You are viewing a plain text version of this content. The canonical link for it is here.
Posted to mapreduce-user@hadoop.apache.org by David Ginzburg <gi...@hotmail.com> on 2012/01/12 13:36:01 UTC

Inconsistent result when fairscheduler preemption is on

Hi,

I am running a 70 node cdh3u2 cluster.


A week ago the analyst ran a hive aggregation query over a year of data and compared the results to what we have in our relational 
data warehouse. There was about  2.5% deviation from what was in the Data warehouse. 
The data in the data warehouse was  generated daily, so the jobs are much smaller.

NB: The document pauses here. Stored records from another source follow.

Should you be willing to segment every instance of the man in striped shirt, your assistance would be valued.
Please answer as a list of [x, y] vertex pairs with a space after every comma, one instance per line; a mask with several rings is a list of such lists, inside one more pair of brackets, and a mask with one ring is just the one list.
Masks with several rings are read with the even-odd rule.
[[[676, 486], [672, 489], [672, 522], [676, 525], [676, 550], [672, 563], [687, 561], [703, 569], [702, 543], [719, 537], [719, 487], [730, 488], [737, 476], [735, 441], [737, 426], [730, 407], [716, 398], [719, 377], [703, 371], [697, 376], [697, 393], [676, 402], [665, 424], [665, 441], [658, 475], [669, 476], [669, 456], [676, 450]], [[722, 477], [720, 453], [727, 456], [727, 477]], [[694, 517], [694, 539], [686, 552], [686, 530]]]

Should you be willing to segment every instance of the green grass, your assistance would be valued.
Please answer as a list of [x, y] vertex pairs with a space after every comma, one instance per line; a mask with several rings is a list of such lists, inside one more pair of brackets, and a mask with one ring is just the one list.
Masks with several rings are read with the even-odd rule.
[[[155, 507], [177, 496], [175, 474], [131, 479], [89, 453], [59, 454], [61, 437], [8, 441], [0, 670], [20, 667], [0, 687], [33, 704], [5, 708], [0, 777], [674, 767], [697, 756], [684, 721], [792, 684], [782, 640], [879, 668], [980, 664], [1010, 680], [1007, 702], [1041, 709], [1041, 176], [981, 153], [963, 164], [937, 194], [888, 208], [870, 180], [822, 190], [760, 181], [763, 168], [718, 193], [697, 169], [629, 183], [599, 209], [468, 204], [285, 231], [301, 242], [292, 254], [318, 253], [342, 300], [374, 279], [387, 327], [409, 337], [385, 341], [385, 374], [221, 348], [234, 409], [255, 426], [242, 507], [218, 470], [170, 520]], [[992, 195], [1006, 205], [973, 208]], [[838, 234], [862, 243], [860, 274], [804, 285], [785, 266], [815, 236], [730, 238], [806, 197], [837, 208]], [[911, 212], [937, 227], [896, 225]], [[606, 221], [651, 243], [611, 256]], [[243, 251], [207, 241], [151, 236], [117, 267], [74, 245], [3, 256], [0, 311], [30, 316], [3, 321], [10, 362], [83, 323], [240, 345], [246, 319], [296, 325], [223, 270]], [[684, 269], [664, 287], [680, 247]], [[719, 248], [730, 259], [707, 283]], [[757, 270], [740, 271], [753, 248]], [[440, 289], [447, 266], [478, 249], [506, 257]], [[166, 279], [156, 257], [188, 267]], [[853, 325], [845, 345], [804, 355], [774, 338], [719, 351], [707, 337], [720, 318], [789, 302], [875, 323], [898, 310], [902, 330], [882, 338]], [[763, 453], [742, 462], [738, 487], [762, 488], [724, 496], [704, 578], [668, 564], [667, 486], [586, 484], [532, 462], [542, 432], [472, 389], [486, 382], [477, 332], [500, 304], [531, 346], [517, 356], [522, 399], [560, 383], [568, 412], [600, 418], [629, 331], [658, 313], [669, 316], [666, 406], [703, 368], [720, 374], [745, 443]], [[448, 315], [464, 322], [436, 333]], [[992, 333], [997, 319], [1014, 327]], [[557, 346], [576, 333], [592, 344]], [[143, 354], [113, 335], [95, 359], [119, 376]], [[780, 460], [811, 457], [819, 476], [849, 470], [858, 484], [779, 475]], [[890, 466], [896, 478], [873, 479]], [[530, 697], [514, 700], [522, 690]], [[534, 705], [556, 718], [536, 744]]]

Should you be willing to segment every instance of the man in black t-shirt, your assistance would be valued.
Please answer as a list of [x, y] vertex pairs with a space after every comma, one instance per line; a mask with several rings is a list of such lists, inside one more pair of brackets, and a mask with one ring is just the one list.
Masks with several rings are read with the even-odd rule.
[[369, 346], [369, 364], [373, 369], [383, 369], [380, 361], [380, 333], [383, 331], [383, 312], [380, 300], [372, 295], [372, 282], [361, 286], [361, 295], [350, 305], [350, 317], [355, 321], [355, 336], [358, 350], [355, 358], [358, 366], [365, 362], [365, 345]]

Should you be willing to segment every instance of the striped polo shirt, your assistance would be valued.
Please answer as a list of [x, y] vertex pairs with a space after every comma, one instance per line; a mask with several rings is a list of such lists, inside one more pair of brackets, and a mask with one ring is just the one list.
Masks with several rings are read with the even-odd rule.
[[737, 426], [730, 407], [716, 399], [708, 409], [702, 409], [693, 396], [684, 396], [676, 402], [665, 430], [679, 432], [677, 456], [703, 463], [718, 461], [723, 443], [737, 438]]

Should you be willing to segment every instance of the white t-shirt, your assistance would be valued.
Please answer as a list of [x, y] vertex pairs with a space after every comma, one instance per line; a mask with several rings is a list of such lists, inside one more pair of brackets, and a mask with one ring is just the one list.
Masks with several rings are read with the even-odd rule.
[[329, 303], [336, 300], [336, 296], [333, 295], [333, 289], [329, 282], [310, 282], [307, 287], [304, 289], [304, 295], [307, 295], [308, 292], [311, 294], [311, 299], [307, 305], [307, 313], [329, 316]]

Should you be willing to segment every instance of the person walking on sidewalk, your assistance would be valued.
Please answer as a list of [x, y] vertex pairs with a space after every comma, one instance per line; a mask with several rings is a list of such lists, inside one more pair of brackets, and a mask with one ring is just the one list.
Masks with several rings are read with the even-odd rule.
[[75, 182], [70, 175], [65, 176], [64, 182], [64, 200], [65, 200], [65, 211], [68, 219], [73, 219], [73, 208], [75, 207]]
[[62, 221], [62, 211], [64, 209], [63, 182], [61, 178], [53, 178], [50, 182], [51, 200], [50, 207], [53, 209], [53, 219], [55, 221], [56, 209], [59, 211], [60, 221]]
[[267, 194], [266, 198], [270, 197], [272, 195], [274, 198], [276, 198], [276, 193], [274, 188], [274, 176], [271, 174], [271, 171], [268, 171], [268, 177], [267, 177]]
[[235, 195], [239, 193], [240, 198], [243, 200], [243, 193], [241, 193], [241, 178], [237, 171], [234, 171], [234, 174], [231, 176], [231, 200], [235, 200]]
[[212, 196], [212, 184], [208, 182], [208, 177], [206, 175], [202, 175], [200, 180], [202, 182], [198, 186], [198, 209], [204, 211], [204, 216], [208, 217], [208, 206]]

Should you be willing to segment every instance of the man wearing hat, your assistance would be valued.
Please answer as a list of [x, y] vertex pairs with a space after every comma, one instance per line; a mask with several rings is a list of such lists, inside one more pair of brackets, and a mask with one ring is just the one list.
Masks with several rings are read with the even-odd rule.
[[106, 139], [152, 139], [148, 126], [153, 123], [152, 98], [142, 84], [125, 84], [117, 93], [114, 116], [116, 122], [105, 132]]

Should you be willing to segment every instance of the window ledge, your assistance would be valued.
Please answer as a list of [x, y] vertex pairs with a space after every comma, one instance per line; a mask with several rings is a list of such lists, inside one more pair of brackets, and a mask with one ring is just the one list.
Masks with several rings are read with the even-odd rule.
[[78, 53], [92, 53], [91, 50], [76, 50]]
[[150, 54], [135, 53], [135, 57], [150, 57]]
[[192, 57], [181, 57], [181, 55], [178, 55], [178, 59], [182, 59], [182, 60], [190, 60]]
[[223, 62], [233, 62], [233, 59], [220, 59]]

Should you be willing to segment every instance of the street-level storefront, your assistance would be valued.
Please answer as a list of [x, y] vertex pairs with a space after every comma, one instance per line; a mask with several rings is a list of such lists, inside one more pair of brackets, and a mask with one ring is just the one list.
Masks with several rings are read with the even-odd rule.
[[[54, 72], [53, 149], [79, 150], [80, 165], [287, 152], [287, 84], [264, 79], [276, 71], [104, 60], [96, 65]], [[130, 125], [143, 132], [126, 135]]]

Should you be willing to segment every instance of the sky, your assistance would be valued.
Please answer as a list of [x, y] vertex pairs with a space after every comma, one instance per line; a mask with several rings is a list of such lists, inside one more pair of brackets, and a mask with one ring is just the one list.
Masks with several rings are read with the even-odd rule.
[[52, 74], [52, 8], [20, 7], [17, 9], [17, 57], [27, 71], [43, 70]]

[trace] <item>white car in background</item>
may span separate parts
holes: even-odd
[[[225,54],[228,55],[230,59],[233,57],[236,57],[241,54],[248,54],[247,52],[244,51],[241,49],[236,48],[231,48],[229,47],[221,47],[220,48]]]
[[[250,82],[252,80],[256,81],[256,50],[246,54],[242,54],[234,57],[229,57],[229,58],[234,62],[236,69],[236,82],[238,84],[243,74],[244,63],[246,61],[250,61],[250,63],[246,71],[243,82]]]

I ran the same query over the same data and each time got slightly different results !

After further investigation I found that I submitted the job to a pool with low priority while using preemption.

I found there is a correlation between the deviation and the amount of killed reduce tasks.

The only time I got the correct results was when I turned off preemption and submitted the query.

It is difficult to reproduce this issue. at first we thought it is a hive issue -http://mail-archives.apache.org/mod_mbox/hive-user/201201.mbox/%3CSNT135-W29D26007E9692D5BE07458B7990@phx.gbl%3E , but now we suspect it is a mapreduce issue.

The query produced a 3 stage MR job - the largest with 678 reducers.

That's the highest resolution we have gotten so far . I suspect this issue has never come up before , since  it is rare there exists 
a reference for large data processing results, and the the phenomenon doesn't occur  for small data jobs.